Nuits de paresse: 10/22/06

10.22.2006

Evidence

Mon goût prononcé pour le cinéma de genre a été flatté au-delà de mes espérances par le visionnage intense d’une série récemment disponible. Un producteur américain a réussi un tour de force en réunissant les plus grands réalisateurs de ce cinéma : Dante, Romero, Argento, Landis, Carpenter, Hooper et Miike pour ne citer qu’eux. Cette série vient à peine d’être éditée en France, mais aux States, cela fait longtemps que les aficionados ont eu la chance de les voir. J’ai passé la semaine à les télécharger et le week-end à les regarder. A force de visionnage, m’est venue une idée, trouble au départ, mais peu à peu, elle a pris forme. La force du genre vient de l’immédiateté de l’Univers dans lequel nous sommes transportés. Cinéma du code par excellence, il possède une grammaire spécifique, un vocabulaire à part et une galerie de personnages identifiables au premier coup d’œil. Et pourtant, cette immédiateté pour qu’elle fonctionne ne doit pas prendre la forme de l’évidence.
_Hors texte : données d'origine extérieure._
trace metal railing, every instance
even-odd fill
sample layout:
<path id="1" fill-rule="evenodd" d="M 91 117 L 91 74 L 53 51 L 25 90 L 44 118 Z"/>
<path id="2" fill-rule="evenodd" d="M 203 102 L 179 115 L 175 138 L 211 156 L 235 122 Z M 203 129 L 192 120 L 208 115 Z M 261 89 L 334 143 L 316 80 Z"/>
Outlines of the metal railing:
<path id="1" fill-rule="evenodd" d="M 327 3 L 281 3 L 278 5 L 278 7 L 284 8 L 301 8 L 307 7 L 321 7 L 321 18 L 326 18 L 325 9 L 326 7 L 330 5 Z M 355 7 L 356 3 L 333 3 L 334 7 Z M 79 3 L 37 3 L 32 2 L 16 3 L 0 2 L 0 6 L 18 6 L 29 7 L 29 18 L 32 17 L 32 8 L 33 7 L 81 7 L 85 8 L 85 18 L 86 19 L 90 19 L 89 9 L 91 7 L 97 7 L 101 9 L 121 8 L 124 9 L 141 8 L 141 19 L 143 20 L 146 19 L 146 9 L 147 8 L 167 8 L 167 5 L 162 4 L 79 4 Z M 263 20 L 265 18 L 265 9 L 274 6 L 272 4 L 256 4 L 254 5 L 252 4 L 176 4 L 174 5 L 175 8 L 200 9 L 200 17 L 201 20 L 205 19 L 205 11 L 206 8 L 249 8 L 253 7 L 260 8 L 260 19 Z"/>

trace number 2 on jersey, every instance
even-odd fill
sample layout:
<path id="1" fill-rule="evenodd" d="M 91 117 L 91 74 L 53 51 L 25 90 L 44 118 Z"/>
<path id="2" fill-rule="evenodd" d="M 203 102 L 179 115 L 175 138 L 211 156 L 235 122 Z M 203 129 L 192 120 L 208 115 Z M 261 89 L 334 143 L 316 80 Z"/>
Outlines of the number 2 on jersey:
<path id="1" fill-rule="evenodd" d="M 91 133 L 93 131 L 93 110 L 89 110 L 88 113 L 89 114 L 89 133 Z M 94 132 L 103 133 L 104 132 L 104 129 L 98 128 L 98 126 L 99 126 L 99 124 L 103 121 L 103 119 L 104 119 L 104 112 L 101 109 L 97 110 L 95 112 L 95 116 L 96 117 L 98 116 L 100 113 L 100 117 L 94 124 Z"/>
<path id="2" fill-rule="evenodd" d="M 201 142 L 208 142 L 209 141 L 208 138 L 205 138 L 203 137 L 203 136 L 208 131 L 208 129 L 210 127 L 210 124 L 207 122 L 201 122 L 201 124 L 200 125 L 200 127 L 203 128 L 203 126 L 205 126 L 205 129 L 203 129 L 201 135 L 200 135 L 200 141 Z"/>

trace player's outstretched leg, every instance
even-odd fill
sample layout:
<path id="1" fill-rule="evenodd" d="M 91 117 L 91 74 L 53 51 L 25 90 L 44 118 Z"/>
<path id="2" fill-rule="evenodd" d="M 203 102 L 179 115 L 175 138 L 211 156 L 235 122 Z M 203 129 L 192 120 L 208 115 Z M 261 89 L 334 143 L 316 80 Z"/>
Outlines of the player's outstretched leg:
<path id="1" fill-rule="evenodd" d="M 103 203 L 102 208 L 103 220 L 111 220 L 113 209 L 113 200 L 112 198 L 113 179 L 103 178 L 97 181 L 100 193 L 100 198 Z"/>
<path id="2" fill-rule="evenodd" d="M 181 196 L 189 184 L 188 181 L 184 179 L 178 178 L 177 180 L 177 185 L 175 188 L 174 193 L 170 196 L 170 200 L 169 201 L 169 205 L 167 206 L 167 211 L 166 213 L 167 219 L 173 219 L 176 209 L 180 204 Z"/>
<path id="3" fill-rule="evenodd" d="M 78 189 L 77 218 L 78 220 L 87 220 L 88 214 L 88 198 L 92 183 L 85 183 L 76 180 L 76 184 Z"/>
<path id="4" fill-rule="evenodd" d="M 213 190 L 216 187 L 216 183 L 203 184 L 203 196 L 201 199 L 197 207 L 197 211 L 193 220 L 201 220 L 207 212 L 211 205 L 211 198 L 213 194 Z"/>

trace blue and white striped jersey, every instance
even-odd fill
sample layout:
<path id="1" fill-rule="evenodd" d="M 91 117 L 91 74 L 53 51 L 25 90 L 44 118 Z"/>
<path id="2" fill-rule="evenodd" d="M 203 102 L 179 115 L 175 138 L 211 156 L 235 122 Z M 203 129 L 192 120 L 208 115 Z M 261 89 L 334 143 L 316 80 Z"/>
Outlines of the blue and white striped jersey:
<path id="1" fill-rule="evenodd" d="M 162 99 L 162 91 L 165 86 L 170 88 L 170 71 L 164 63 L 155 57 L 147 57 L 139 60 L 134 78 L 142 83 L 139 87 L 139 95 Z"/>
Les univers qu’il a construits, ce cinéma doit les respecter. Il faut qu’ils gardent leur cohérence, que les genres du genre ne soient pas mélangés. Un film de zombie ne peut accepter de vampires sans tomber dans le pastiche, un film de monstre ne peut en accepter qu’un, un loup-garou ne peut déplacer les objets par la pensée. Ces environnements codés ont été constitués par des maîtres, dans un film original le plus souvent. Puis des reprises les ont définitivement assis. Et seuls ces maîtres avaient la possibilité de les renouveler. J’en ai déjà parlé pour le Monde des morts. Mais ce que je disais sur l’immédiateté de ces univers n’est pas si vrai. La force de ces films repose sur des indices. Ils ne construisent pas de réalité mais laissent des traces de quelque chose qui pourrait être. Ils imaginent une autre appréhension de la réalité.

Les indices d’événements ont une force dramatique que n’a pas l’événement lui-même, tout en montrant (monstrare - monstre) ils donnent une indication, un espace limité qui situe un phénomène, ou un type de phénomène précis. L’indice qu’il se produit quelque chose transforme un périmètre sensible, lui donne une autre pâte. Cette petite déchirure excite l’imagination et le spectateur surinvestit l’indice. L’apparition d’un monstre dans cet état d’esprit a des effets sensibles directs. Certains réalisateurs, comme Sam Raimi, s’en sont servi pour développer des effets normaux dont Hitchcock, dans un autre genre, était également très friand.

Reprenons cet appareil Indice/Indication – Evénement/Phénomène et amusons nous avec. Dans l’univers déréalisé du travail, toute trace d’une effraction du réel est surinvestie comme l’indice d’un événement. Cette parousie n’entraîne pas ce frisson si spécifique, mais une forme de dépression collective, un déni de ce qui vient d’apparaître. L’événement est un monstre que l’on chasse en détournant le regard. Il n’y a plus dans l’univers du travail ce phénomène quasi surnaturel que l’on pouvait tous observer, son achèvement : une œuvre. Cette absence déréalise tout ce qui le précédait. On en a perdu même l’indice.